11.2 Checking for outliers and unusual values

In all there are \(20\) diamonds with zero values for length, width or depth. All have zero depth, \(8\) have zero length, and of those \(8\), there are \(6\) with zero width. There are no other diamonds with zero width. These \(20\) cases must be errors and might be identified as outliers. Interestingly, outlier detection methods tend not to find them when the whole dataset is used to look for them, probably because they are not far enough away from the rest of the data in multivariate space. After removing the \(20\) zero cases there are still three extreme outliers, two cases with extremely high values of width and one with an extremely high value of depth.

After removing the outliers, a scatterplot matrix of carats and the three dimensions, length, width, and depth identifies other possible outliers. The scatterplots with carat are curved, as it is really a volume measurement, so the cube root of carat was used to get linear plots.

A scatterplot matrix of length, width, depth, and carats to the power one third for the dataset after removing the zero cases and three extreme high outliers

Figure 11.6: A scatterplot matrix of length, width, depth, and carats to the power one third for the dataset after removing the zero cases and three extreme high outliers

The correlations are all very high, despite the apparent variability. The reason is the size of the dataset. Most of the data are linearly related and hidden by overplotting. Several two-dimensional outliers are visible. The three lowest values of depth have middling values of length and width, so the problem is the depth measurement. There are a few other cases that seem too far away from the main body of the data. If a point is a two-dimensional outlier and not an outlier on either of the variables separately, then it could be an error on one or both of the variables or an unusual case. Outliers on individual dimensions are a problem for graphics because they distort the axes and shrink the space available for the main part of the data. This affects one-dimensional plots like histograms, but also higher dimensional displays like scatterplots and parallel coordinate plots.

Figure 11.7 shows a scatterplot matrix of carat with the other three continuous variables. An extreme outlier on the variable table has been excluded for the reason just mentioned. A few more cases appear to be outliers. The density estimate for table looks odd. Checking the frequencies of observed values in Figure 11.8 shows that most are integers.

A scatterplot matrix of carat, percentage depth, table, and price for the dataset after removing the zero cases and four extreme outliers

Figure 11.7: A scatterplot matrix of carat, percentage depth, table, and price for the dataset after removing the zero cases and four extreme outliers

A vertically jittered dotplot of diamond table, excluding 12 outlying values, showing heaping at integer values

Figure 11.8: A vertically jittered dotplot of diamond table, excluding 12 outlying values, showing heaping at integer values

Figure 11.7 shows a few extreme values of percentage depth. According to the R help file for the dataset, percentage depth is calculated from the variables, length, width, and depth. Carrying out the calculation and plotting the reported percentage depth (depthp) against the newly calculated one (Depthp) gives Figure 11.9.

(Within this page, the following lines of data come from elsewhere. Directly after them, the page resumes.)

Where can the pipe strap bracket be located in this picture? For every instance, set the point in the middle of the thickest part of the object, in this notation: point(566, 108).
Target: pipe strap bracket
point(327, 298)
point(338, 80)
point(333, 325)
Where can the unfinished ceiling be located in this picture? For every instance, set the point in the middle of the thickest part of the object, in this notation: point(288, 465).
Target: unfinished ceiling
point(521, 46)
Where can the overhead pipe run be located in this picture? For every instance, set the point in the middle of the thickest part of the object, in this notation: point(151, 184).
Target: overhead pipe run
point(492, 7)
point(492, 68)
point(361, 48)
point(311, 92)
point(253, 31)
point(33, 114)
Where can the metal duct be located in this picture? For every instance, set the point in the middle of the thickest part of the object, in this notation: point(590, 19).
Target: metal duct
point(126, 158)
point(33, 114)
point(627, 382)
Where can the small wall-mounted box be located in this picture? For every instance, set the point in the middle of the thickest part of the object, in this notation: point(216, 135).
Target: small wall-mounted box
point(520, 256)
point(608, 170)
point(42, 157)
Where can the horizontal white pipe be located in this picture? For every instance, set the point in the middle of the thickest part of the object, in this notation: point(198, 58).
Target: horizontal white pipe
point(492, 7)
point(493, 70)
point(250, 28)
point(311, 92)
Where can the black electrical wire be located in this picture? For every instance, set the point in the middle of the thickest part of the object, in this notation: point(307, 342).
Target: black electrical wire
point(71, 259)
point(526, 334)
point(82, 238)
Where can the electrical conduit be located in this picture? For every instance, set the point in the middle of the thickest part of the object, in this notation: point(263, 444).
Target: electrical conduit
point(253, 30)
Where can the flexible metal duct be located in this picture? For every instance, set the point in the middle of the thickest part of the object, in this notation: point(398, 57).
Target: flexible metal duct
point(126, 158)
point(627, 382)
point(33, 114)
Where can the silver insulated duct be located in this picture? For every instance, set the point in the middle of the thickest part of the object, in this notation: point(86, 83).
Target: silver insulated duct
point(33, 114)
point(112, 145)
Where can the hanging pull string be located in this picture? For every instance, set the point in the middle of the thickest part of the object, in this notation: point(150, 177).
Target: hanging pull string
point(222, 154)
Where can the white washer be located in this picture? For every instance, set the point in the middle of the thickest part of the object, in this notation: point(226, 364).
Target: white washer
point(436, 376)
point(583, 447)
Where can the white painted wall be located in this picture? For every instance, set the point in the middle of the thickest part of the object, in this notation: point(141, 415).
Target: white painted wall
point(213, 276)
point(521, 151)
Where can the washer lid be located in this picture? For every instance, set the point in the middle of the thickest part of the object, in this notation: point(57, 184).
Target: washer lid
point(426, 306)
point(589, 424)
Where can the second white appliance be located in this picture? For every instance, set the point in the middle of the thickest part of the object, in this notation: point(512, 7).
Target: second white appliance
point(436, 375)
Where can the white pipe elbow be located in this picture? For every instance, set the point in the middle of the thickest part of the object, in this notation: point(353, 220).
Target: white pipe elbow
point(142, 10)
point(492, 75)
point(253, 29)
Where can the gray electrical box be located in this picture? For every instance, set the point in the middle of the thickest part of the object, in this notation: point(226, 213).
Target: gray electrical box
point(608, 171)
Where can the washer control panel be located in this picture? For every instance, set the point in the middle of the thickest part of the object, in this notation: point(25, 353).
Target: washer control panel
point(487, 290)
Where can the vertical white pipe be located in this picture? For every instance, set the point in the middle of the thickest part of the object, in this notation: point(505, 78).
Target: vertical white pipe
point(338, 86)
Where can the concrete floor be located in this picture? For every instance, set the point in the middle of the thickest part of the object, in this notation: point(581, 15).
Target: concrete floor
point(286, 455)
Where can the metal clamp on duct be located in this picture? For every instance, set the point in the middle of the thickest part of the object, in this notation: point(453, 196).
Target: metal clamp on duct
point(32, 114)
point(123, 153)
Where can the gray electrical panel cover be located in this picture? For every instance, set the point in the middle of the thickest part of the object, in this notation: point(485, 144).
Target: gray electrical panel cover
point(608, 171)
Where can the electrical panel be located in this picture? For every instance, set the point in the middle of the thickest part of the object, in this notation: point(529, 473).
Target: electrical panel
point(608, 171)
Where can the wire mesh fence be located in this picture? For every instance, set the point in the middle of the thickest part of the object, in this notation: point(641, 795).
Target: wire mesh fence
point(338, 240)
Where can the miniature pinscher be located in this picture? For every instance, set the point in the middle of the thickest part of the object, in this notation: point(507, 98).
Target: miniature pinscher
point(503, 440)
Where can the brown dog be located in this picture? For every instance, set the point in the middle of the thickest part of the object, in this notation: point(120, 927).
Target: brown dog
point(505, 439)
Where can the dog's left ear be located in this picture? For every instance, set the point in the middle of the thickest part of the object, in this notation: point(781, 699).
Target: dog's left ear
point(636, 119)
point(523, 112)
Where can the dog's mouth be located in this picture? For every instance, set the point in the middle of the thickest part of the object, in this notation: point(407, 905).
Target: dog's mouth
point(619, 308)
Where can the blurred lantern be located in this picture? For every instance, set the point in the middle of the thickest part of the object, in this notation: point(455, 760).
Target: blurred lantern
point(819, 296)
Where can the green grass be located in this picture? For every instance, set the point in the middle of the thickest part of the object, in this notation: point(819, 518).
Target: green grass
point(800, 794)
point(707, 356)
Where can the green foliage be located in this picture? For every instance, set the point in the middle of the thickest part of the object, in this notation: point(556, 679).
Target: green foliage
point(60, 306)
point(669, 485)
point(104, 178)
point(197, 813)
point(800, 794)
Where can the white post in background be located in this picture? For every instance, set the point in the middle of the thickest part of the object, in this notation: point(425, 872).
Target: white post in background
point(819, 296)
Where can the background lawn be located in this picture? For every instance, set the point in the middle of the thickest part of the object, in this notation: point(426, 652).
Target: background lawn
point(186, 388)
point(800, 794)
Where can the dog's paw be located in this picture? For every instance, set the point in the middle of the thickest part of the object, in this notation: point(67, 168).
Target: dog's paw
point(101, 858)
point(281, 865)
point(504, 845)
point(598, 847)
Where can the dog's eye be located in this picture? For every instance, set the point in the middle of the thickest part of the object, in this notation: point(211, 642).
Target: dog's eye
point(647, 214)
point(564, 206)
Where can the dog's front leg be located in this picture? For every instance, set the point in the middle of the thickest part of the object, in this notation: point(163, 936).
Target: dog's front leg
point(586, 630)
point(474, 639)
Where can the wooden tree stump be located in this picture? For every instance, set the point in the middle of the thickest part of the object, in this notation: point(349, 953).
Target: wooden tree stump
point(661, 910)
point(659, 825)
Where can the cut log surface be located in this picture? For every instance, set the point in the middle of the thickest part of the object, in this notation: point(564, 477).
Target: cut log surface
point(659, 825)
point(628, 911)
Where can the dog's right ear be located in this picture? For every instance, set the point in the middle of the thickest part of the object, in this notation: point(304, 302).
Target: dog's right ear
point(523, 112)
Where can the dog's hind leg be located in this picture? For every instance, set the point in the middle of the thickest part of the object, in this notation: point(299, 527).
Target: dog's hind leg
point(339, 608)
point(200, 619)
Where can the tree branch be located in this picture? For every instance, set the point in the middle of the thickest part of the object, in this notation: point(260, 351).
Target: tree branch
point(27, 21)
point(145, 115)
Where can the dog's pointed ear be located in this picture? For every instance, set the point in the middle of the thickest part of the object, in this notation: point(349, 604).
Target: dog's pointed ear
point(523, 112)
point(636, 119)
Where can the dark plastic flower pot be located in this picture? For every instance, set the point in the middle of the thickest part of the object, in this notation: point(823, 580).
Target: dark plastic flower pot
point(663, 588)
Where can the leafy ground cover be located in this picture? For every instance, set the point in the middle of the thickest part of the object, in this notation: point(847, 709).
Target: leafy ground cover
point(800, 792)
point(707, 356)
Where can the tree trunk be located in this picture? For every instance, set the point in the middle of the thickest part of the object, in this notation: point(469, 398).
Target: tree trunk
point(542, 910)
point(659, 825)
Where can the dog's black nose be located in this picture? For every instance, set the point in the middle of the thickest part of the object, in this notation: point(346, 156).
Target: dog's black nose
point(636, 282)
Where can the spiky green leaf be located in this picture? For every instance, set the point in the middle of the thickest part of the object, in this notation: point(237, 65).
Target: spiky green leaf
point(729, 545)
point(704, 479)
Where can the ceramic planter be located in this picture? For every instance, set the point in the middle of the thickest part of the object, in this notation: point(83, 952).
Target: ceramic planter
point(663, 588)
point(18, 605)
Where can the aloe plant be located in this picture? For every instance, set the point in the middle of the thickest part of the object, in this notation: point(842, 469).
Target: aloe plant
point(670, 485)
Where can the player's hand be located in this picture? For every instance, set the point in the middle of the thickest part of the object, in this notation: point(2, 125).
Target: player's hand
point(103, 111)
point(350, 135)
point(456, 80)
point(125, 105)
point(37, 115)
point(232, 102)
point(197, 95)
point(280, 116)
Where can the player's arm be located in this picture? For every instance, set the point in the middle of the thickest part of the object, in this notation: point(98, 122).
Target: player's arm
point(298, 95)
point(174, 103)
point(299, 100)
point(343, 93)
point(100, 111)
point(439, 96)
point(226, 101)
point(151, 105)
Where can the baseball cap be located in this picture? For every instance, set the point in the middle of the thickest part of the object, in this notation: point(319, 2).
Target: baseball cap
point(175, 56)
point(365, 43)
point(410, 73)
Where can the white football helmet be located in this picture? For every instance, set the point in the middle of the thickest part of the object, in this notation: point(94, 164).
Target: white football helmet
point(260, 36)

A scatterplot of reported percentage depth (`depthp`) and percentage depth calculated from the data (after removing the zero cases and three extreme outliers).  Cases where the difference is bigger than 1 have been coloured red and drawn last.

Figure 11.9: A scatterplot of reported percentage depth (depthp) and percentage depth calculated from the data (after removing the zero cases and three extreme outliers). Cases where the difference is bigger than 1 have been coloured red and drawn last.

There are 69 cases where the reported depth percentage and the calculated depth percentage differ by more than 1 and more detailed investigation of the four variables involved would be necessary to determine which cases to keep and/or correct.